Is $\mathbb Q \subset \mathbb R$ the subspace topology, discrete?, and questions about showing discreteness I'm looking for subspace topologies of $\mathbb R$ that are discrete. 
In order to show that a subspace $U$ of $\mathbb R$ is discrete, I'm trying to show that the singleton set in $U$ is open. Since arbitrary unions of open sets are open, this way I could generate all of the subsets of $U$, hence discrete.
What do you think about this method? Does it sound right?
It can be shown easily that each singleton set in $\mathbb Z$ is open, so $\mathbb Z$ is discrete. I have no problem with that, however I'm looking for a subspace of $\mathbb R$ other than $\mathbb Z$ that is discrete. 

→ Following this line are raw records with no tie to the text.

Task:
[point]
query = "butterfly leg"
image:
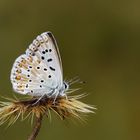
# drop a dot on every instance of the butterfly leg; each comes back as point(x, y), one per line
point(39, 99)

$\mathbb Q$ came into my mind, but couldn't show that it is discrete preciously. Every rationals are surrounded by irrational numbers, can I find an open interval $I \subset \mathbb R$ such that $I \cap \mathbb Q$ is equal to a singleton set in $\mathbb Q$?
What do you think about my method of showing discreteness? Can an $I$ be found? What else could be a discrete subspace of $\mathbb R$? 
Are my questions. 
Thanks. 
 A: $\mathbb{Q}$ is definitely not discrete in $\mathbb{R}$. Suppose that we have some open set $O$ of the reals such that $O \cap \mathbb{Q} = \{q\}$ for some $q \in \mathbb{Q}$ (which should exist if $\{q\}$ were open). Then as $q \in O$ we have some open interval $(q-t, q+t) \subseteq O$. Between any two distinct reals lies a rational number (and an irrational number too), so we have some $q' \in \mathbb{Q}$ with $q < q' < q+t$. But then this $q' \in O \cap \mathbb{Q}$ too, so this set cannot be equal to just $\{q\}$, contradiction. No singleton is thus open in the subspace topology on $\mathbb{Q}$, every point of $\mathbb{Q}$ is a limit point of $\mathbb{Q}$. The same holds for the irrationals $\mathbb{P}$ in the subspace topology.
Besides the classical $\mathbb{N}$ and $\mathbb{Z}$ which are discrete we have $A = \{\frac{1}{n}: n=1,2,\ldots \}$ as a discrete subspace (although $0$ is a limit point of $A$ so $A$ is not closed, no point of $A$ itself is a limit point of $A$). In any metric space all finite subspaces are discrete.
A: You can show a (metric) space is not discrete by producing a sequence that converges to a point that doesn't appear in the sequence.
This relies on the fact that a sequence in a discrete space is convergent if and only if it is eventually constant.
The example for $\mathbb{Q}$ is the sequence $1/n$.
A: It is not difficult to show that any non-empty interval in the real numbers contains a rational, and therefore infinitely many (you can divide an interval into any number of sub-intervals, and each contains at least one rational number). So the inherited topology on $\Bbb Q$ is not discrete. That being said, any interval of rational numbers that do not have (rational) end points are both open and closed ("clopen"), so it is a very disconnected topology.